In a coordinated action, a number of house searches were conducted and a workshop with sewing and embossing machines was discovered.
Authorities seized fake stickers, the labels of well-known trademarks, unbranded articles ready to be processed, 600 counterfeit articles worth 35 000 euro and an illegally possessed firearm, Europol said.
This was part of the recurring international Operation In Our Sites, the European police cooperation agency said.
The operation, which is supported by Eurojust and Interpol, targets, investigates and seizes websites hosting a variety of illicit content.
The main issues continue to be intellectual property infringement on trademarks, as well as on copyrighted content available on internet protocol television (IPTV) and movie streaming services, peer-to-peer sharing platforms and hosting websites.
Key findings of the operation, that took place from May 1 to November 14, also show that more counterfeit products are being assembled within the European Union’s borders and that intellectual property crime is closely intertwined with serious and organised crime, Europol said.
As of this year’s Cyber Monday, law enforcement agencies across several continents have taken down 12 526 websites, disconnected 32 servers used to distribute and host illegal content for 2294 television channels and shut down 15 online shops selling counterfeit products on social media sites.
In the physical realm, investigators seized 127 365 counterfeit products such as clothes, watches, shoes, accessories, perfumes, electronics and phone cases worth more than 3.8 million euro.
The results of this operation act as a reminder to be extra cautious when shopping online to avoid buying counterfeit products through illicit platforms.
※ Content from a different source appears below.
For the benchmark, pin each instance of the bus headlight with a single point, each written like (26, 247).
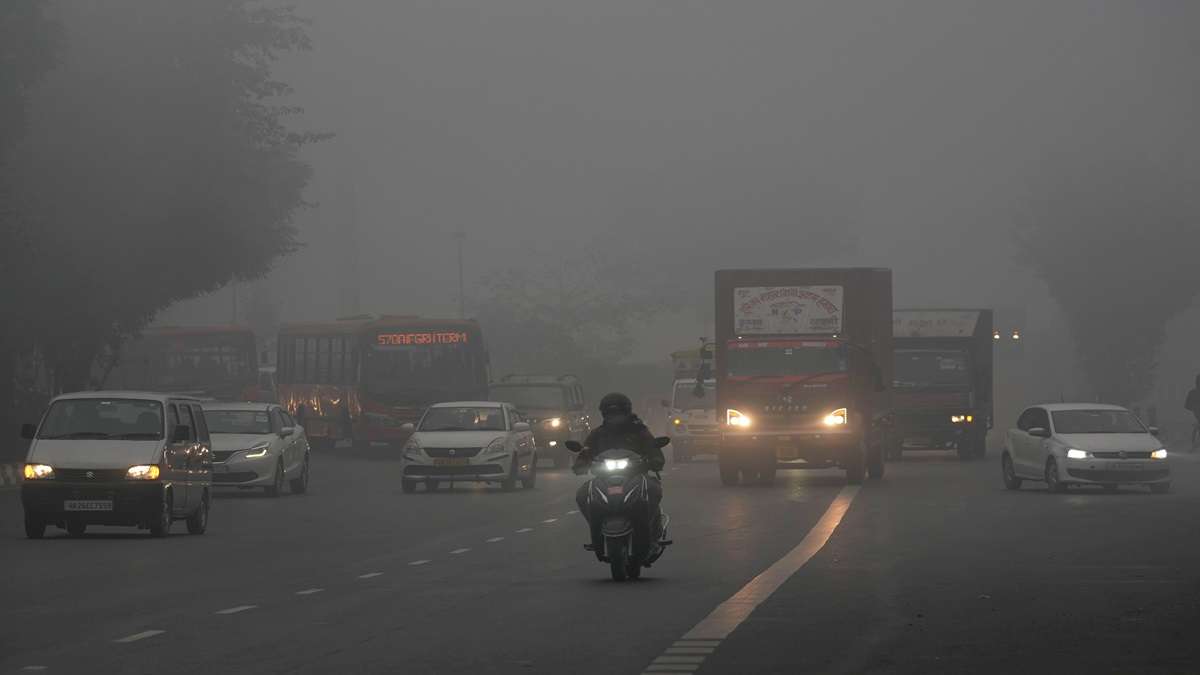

Not only can such illicit products present serious health and safety risks to consumers, but the proceeds can also serve criminal networks involved in other forms of crime, the police agency said.
The internet offers these criminals a certain level of anonymity and the possibility of covering their tracks, Europol said.
Its borderless nature facilitates criminal activities that largely take place at an international level. A domain, an IP address or a server may be registered in one country, the bank account for payments in another, while packages are sent from yet another country. This is often being orchestrated by criminals who are not located in any of these jurisdictions.
Organised crime groups frequently use established social media platforms to promote their websites and guide potential consumers to online sales platforms. Websites offering illicit products may also profit from advertisements.
“Occasionally, even prestigious brands may accidentally publish their ads on such domains, which might cause reputational harm and loss of investment,” Europol said.
In certain cases the advertisements placed on commercial platforms (which are infringing intellectual property rights) may expose the consumer to malware or spyware, which is another reason to be extra careful and check Europol’s advice when shopping online, the police agency said.